Of one time in his life Doctor Manning had never talked to me: of his earlier youth; when he was married before. He was not a man of whom you could ask questions; yet I had hinted an inquiry once or twice in his presence, but only by a change of color and a strange vague restlessness had he shown that he understood my drift of meaning. Soon after that, his eldest son, Robert, came to see his father's new wife, and stayed with us a day or two. He was a short, thickly built young man, with heavy jaws and black hair and eyes,—keen eyes, I soon felt, that were weighing and analyzing me as justly, but more shrewdly than ever his father had done. The night before he went away he came up to the porch-step where I sat, and said abruptly,—

"I am satisfied, and happy to go now."

"I am glad of that," I said earnestly; for the tenderness of the son to the father had touched me.

"Yes. You cannot know the dread I had of seeing you. I knew the risk he ran in laying his happiness in any woman's hands at his hour of life. But it was hard he never should know a home and love like other men,"—his voice unsteady, and with an appealing look.

"He never shall need it," I said, quietly.

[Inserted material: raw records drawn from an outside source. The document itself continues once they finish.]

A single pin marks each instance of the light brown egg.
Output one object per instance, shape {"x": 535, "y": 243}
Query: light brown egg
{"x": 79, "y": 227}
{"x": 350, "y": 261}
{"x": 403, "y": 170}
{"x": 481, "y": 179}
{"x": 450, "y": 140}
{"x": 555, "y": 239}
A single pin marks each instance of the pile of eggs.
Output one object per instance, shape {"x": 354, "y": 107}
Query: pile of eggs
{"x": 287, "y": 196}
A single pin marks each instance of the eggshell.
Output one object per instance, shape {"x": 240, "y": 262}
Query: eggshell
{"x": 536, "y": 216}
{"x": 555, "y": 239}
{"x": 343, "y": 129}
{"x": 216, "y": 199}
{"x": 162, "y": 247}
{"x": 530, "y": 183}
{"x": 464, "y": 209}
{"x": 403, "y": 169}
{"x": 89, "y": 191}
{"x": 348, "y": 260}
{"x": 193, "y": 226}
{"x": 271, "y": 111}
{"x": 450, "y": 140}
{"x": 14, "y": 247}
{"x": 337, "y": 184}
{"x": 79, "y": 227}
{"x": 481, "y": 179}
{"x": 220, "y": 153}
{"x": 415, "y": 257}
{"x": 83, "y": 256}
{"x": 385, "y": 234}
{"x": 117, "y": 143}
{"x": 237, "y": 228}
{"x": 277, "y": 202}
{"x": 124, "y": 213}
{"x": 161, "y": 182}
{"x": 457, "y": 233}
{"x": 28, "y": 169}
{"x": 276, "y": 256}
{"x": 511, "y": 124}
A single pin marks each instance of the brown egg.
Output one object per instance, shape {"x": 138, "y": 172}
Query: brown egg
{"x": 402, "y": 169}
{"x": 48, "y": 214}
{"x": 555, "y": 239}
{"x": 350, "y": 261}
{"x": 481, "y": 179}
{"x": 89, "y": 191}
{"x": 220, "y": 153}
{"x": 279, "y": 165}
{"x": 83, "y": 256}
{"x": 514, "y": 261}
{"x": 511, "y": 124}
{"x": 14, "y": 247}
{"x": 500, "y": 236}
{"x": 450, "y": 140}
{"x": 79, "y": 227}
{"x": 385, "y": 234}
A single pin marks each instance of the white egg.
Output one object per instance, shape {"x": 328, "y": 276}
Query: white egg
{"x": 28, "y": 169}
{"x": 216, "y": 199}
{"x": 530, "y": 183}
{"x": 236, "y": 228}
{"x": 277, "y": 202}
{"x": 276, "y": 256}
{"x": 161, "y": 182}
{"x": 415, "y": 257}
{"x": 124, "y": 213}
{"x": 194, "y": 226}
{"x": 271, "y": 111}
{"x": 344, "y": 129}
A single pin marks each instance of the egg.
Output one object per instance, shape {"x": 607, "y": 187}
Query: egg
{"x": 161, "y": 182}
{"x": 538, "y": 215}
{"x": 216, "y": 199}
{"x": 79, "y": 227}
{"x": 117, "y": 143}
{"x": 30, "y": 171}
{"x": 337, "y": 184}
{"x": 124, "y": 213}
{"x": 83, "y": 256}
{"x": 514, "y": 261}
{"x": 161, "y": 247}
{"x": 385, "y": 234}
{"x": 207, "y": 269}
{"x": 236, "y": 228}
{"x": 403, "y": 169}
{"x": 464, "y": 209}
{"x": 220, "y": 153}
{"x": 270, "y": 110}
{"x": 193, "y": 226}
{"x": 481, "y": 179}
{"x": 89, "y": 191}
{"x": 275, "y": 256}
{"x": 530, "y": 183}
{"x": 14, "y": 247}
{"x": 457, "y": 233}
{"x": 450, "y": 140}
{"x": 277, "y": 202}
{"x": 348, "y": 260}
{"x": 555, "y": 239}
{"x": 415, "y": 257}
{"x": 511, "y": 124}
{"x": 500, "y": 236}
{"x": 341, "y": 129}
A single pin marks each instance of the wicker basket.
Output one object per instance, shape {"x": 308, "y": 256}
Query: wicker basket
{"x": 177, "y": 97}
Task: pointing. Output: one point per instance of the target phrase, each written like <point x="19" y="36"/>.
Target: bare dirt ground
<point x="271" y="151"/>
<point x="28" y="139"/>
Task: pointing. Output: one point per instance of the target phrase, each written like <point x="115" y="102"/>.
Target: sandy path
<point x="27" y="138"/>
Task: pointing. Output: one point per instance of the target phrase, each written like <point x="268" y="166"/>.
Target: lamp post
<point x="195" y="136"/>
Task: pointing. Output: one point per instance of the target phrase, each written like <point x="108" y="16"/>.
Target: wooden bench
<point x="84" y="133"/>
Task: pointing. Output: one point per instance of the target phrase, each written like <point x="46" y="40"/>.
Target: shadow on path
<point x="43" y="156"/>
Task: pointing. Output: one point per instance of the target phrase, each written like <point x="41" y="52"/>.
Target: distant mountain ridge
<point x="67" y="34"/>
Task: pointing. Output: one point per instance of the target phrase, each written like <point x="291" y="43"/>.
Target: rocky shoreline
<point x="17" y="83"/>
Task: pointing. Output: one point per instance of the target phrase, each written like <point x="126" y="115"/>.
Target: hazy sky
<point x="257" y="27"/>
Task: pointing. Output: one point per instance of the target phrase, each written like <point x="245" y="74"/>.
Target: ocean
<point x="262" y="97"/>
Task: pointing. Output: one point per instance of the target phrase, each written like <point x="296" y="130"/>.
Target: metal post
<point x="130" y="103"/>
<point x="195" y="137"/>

"You think not?"—his eyes on the ground. "At all events,"—after a pause,—"he is resting like a child now: it will not be easy to startle him to any harsh reality, and," looking up, "I hope God may deal with you, Mrs. Manning, as you deal with my father. Forgive me," as I began to speak, "you do not know what this is to me. It makes me rough, I know. I never yet have forgiven the woman that"——His mother? He caught the look, stopped, pushed his hair back, caught his breath. "One thing let me say," after a moment's silence. "You do not know my father. If he wakens to find his wife is not what he thinks her, it will be too late for me to warn you then. He has been hurt sore and deeply in his life. Your chance is but once."

I did not reply to Robert Manning, nor was I offended: there was too much solemnity in his coarseness. The man's affection for his father was as part of his life-blood, I believed.

My husband came to me when he saw Robert go, and loosened my hands from my face. I clung to him as I never did before.

"What is this hurt he talks of in your life, Daniel? Will I be enough to take it out? Will I?"

He laughed, a low, constrained laugh, holding my shoulders as if I were a bit of a child.